Two Bodies Dismiss World Bank Consultants' Claims

10.05.2007 LISTEN
By Daily Graphic

The Audit Service and the Ghana Statistical Service (GSS) have dismissed claims by two World Bank consultants to the GSS that remittances from Ghanaians abroad in 2005 were $253 million.

While the Audit Service insisted that remittances in that year were $4.76 billion, the GSS distanced itself from the claims of the two consultants, saying that it had no idea where they got the figure from.

“The figure they quoted is without basis,” the Auditor-General, Mr Edward Dua Agyeman, told the Daily Graphic yesterday.

The World Bank Consultants, Messrs Harold Coulombe and Quentin Wodon, were quoted in the Ghanaian Chronicle issue of Tuesday, May 8, 2007, as saying that a recent report on poverty by the GSS had indicated that, “In a 12-month period from 2005 to 2006, Ghanaians abroad remitted to Ghana $253 million.”

That figure, the paper claimed, was contained in the GSS report on poverty, and fell far short of the $4 billion quoted by President J. A. Kufuor at various times, suggesting that the President had lied.

However, the Director of Co-ordination and Capacity Building Division of the GSS, Mr Kofi Agyeman-Duah, considered that assertion very strange. According to him, the report never touched on remittances in any of its parts.

To substantiate his contention, he gave out a copy of the “Report on Patterns and Trends of Poverty in Ghana 1991-2006” to this reporter for verification, and a close study of it vindicated him.

Mr Agyeman-Duah said the GSS had not yet generated the tables to be used for the main report and, therefore, he could not confirm or deny any figure mentioned in the public domain.
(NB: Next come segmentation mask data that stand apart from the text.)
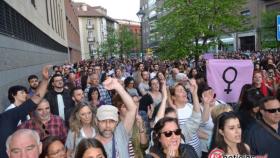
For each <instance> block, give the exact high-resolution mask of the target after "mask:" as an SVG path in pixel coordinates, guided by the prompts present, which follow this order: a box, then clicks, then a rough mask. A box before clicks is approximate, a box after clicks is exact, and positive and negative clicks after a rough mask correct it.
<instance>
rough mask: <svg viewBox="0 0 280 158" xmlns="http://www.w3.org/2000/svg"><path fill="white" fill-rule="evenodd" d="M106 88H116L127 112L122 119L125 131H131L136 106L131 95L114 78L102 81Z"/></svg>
mask: <svg viewBox="0 0 280 158" xmlns="http://www.w3.org/2000/svg"><path fill="white" fill-rule="evenodd" d="M103 85H104V87H105V88H106V89H107V90H113V89H114V90H116V91H117V93H118V94H119V95H120V97H121V98H122V100H123V102H124V105H125V106H126V108H127V113H126V115H125V117H124V119H123V124H124V127H125V129H126V132H127V133H132V127H133V124H134V121H135V116H136V109H137V106H136V104H135V103H134V101H133V99H132V98H131V96H130V95H129V94H128V93H127V92H126V91H125V89H124V88H123V87H122V85H121V84H120V83H119V82H118V80H117V79H115V78H108V79H106V80H105V81H104V82H103Z"/></svg>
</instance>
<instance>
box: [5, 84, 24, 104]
mask: <svg viewBox="0 0 280 158" xmlns="http://www.w3.org/2000/svg"><path fill="white" fill-rule="evenodd" d="M18 91H25V92H26V93H27V88H26V87H24V86H21V85H16V86H12V87H10V88H9V90H8V99H9V101H10V102H11V103H14V102H15V98H14V96H15V95H17V92H18Z"/></svg>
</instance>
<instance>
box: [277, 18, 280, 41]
mask: <svg viewBox="0 0 280 158" xmlns="http://www.w3.org/2000/svg"><path fill="white" fill-rule="evenodd" d="M277 41H280V15H277Z"/></svg>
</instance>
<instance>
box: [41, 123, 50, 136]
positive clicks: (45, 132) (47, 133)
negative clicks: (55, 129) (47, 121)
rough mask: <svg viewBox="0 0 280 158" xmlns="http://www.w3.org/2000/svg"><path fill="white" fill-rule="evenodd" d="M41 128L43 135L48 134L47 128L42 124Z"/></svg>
mask: <svg viewBox="0 0 280 158" xmlns="http://www.w3.org/2000/svg"><path fill="white" fill-rule="evenodd" d="M42 129H43V130H44V133H45V135H49V134H50V132H49V131H48V130H47V128H46V126H45V125H44V124H43V125H42Z"/></svg>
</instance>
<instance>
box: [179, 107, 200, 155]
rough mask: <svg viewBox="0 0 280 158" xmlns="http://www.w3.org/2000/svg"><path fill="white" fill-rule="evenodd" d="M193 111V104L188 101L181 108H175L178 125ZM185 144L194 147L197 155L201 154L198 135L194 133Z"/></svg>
mask: <svg viewBox="0 0 280 158" xmlns="http://www.w3.org/2000/svg"><path fill="white" fill-rule="evenodd" d="M192 111H193V105H192V104H190V103H187V104H186V105H185V106H184V107H183V108H180V109H177V115H178V120H179V125H180V126H182V125H184V124H185V123H186V122H187V120H188V119H189V118H190V117H191V115H192ZM186 143H187V144H189V145H191V146H193V147H194V149H195V151H196V153H197V155H198V157H200V156H201V154H202V153H201V147H200V140H199V138H198V135H197V134H195V135H193V137H192V138H191V140H189V141H188V142H186Z"/></svg>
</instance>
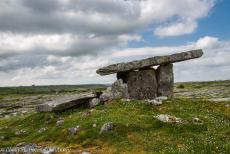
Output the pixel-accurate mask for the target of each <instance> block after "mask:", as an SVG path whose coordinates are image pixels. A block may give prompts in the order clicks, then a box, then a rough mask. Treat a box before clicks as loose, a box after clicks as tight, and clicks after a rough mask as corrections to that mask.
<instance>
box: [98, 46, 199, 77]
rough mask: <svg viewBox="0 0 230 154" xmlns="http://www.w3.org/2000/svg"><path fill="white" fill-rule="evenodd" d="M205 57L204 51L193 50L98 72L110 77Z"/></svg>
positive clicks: (117, 66) (138, 62)
mask: <svg viewBox="0 0 230 154" xmlns="http://www.w3.org/2000/svg"><path fill="white" fill-rule="evenodd" d="M202 55H203V52H202V50H201V49H200V50H192V51H187V52H181V53H176V54H172V55H167V56H156V57H151V58H147V59H143V60H136V61H132V62H127V63H117V64H112V65H109V66H106V67H102V68H100V69H98V70H97V71H96V72H97V73H98V74H100V75H108V74H113V73H118V72H128V71H133V70H138V69H142V68H149V67H151V66H157V65H165V64H169V63H175V62H180V61H185V60H189V59H194V58H199V57H201V56H202Z"/></svg>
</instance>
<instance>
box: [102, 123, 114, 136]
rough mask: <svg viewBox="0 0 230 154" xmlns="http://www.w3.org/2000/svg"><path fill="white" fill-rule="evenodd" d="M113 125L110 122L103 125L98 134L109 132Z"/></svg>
mask: <svg viewBox="0 0 230 154" xmlns="http://www.w3.org/2000/svg"><path fill="white" fill-rule="evenodd" d="M113 127H114V125H113V123H112V122H108V123H105V124H104V125H103V126H102V127H101V130H100V134H102V133H105V132H108V131H111V130H112V129H113Z"/></svg>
He, however, indicated that there were institutions, such as the Bank of Ghana (BoG), the Audit Service and the Accountant-General's Department, which dealt with such figures on an annual basis.

According to the Auditor-General, audited figures from the BoG indicated that in 2005, foreign remittances amounted to $4.76 billion, up from $3 billion in 2004, $2.16 billion in 2003 and $1.34 billion in 2002.

The provisional figure for January to July, 2006, stood at $3.22 billion.

The Monetary Policy Committee of the BoG, in a press release on March 27,2006, confirmed that “Private inward transfers from NGOs, religious groups, individuals etc. through the banks and finance companies for the year 2005 amounted to $4.76 billion, which represented 58.3 per cent increase over the amount recorded in 2004”.

Out of that amount, $1.39 billion (29.2 per cent) represented remittances from individuals.

Those figures, Mr Dua-Agyeman said, were in conformity with the President's figures, and in line with the projection that foreign remittances would reach $8 billion by 2015.

He said it was preposterous for the two consultants to suggest that remittances for 2005 were only $253 million when even individual remittances in that year were $1.39 billion.